Today I was looking at some web app code that used Executors.newSingleThreadScheduledExecutor() on a per request basis to poll a REST API for a final status (think COMPLETE, FAILED, etc.). Knowing that a servlet container is already a highly concurrent environment, it worried me each request thread was creating another thread.

I have looked at creating a fixed sized thread pool but I'm not certain if it has to be managed in a servlet container specific way. I'm unsure how to decide on an optimal size. I'm also not completely confident that this is the right course of action.

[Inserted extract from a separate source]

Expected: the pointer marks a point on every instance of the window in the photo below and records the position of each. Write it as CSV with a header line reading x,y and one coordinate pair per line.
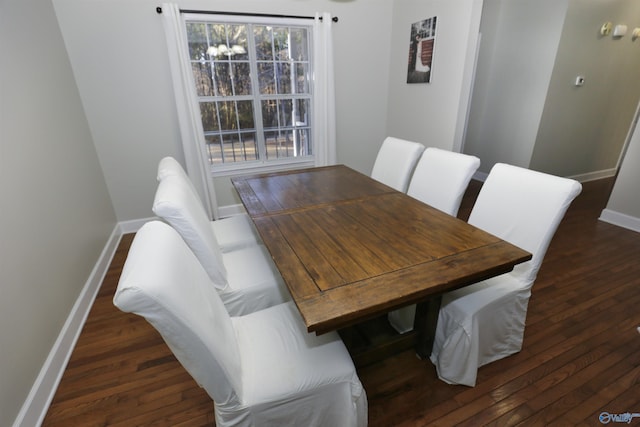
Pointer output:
x,y
254,88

I'd like to confirm that this indeed is dangerous with of an explanation of why and understand what a superior solution might look like.


Solution

  • The servlet AsyncContext.start(Runnable) is the preferred way if you want to interact with the Servlet API and contexts from within your Runnable (this will run within the Servlet Container's Thread Pool and allow the container to manage the various contexts around your thread, like classloaders, security, cdi, sessions, etc).

    The ONLY downside with the AsyncContext approach is that you are consuming Servlet Container threads to do your processing. If you also use Servlet Async I/O, then you've offset this negative in a grand way, and you'll actually have a noticeable improvement in your ability to scale.

    If you have no requirement to interact with the Servlet API from your Runnable, then go with simple threads executed from a Thread Pool you have obtained from the Java Executors.